This is re-posted from Agricultural and Resource Economics News. The original article can be found here.
Adapted from The Lancet press release on September 3, 2021; edited by Margaret Huffman.
In 2010, access to water and sanitation was recognized as a human right. Since then, studies related to water, sanitation and hygiene, and health (WASH) have provided essential research in an effort to solve this global problem.
A new, interdisciplinary Commission is collaborating to redefine WASH as a central pillar of public health and a pathway to gender equality and social and environmental justice. The work of the Commission will be informed by the latest evidence but will also be grounded in critical reflection on the evolution and priorities of this global sector.
The Commissioners are diverse across research disciplines, geography, and career stages, gender balanced, and are supported by a wider global network of scientists undertaking supporting research. Raymond Guiteras, associate professor in the Department of Agricultural and Resource Economics, is representing NC State University.

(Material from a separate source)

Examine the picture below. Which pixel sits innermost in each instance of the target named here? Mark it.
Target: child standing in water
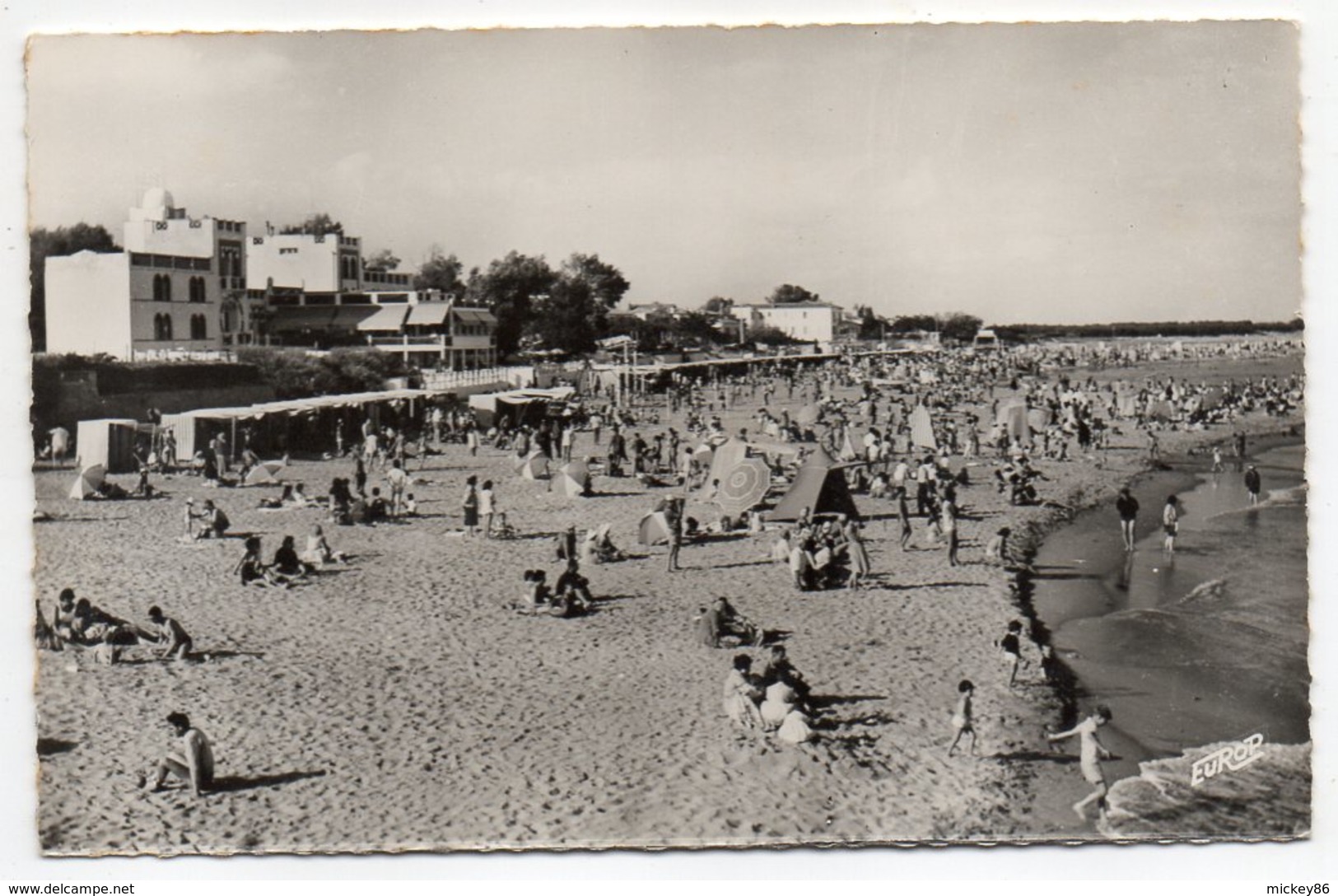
(1171, 522)
(963, 716)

Guiteras’ research focuses on how households in developing countries act to protect themselves from environmental health risks, in particular through investments and behaviors related to water, sanitation and hygiene.
At the first Commission meeting, three priority areas for its work were agreed.
- The Commission will make a clear argument for the necessity and urgency of achieving universal access to at least safely managed services.
- The Commission will provide a more complete assessment of the potential benefits of achieving universal access to at least safely managed services, the costs of which will be immense.
- The Commission will make concrete recommendations for reform focused on the establishment of national systems capable of delivering professionalized delivery of services for all, and responding to the challenges of today, including climate change and rapid urbanization.